Los datos desglosan que tres millones 966 mil niños de cinco a nueve años y nueve millones 161 mil de diez a 19 años padecen la condición. En total, la suma de ambos grupos supera los 13 millones de menores afectados durante 2025. La publicación es un documento sin fines comerciales de la Federación Mundial de la Obesidad.
México se ubica por debajo de potencias demográficas como China, India y Estados Unidos. Sin embargo, el país encabeza el grupo por encima de naciones como Nigeria y el Congo. Estos diez países concentran más de 200 millones de niños y jóvenes en edad escolar con sobrepeso.
Según El Universal, el estudio proyecta que las cifras sigan aumentando para 2040. Los expertos advierten que el ritmo de crecimiento es sin precedentes entre la población escolar.
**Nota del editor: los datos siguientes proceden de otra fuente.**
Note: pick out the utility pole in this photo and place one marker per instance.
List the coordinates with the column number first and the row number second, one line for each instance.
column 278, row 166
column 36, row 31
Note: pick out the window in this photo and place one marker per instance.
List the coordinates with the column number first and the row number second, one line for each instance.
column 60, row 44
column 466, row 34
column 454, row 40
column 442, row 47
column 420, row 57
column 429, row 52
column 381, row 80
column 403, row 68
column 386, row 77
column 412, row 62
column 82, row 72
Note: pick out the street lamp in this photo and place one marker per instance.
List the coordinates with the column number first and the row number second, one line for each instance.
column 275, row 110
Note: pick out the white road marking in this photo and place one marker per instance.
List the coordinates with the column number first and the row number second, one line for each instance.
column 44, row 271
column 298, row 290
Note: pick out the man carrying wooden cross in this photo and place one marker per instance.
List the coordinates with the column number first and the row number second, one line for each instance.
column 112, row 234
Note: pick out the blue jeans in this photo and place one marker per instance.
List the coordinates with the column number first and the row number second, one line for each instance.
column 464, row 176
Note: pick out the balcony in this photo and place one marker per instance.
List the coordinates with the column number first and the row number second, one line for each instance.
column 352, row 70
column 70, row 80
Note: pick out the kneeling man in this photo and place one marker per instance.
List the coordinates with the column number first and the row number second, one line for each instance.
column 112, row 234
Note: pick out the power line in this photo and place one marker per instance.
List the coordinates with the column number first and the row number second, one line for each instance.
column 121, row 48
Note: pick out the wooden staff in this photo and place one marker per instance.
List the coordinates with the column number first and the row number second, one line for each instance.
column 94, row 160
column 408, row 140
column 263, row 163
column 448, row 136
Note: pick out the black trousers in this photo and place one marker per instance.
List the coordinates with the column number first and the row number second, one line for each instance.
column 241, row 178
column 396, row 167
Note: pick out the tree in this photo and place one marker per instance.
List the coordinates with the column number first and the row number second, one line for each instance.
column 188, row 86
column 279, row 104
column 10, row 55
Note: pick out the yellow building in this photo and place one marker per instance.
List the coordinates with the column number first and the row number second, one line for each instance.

La tendencia muestra un incremento del cuatro por ciento en 1975 a casi el 20 por ciento en 2022.
Las consecuencias médicas incluyen hipertensión, hiperglucemia y triglicéridos elevados en los menores. También se reportan casos de enfermedad hepática estatóica asociada a disfunción metabólica. La Organización Mundial de la Salud confirma que estas enfermedades no transmisibles persisten en la edad adulta.
El impacto social afecta el rendimiento escolar y la calidad de vida de los pacientes. Los niños con obesidad enfrentan estigmatización, discriminación e intimidación en sus entornos educativos. La OMS advierte que las consecuencias psicosociales son adversas y duraderas.
El costo económico para el sistema de salud público aumentará con la carga de enfermedades crónicas. Las políticas públicas deberán abordar la nutrición y el estilo de vida desde la infancia. La falta de acuerdos políticos retrasa la implementación de estrategias efectivas de prevención.
La situación requiere una respuesta coordinada entre sectores gubernamentales y privados. Los datos sugieren que sin intervención, la carga sobre la economía nacional será mayor. El seguimiento de estas cifras será crucial para las próximas elecciones y reformas sanitarias.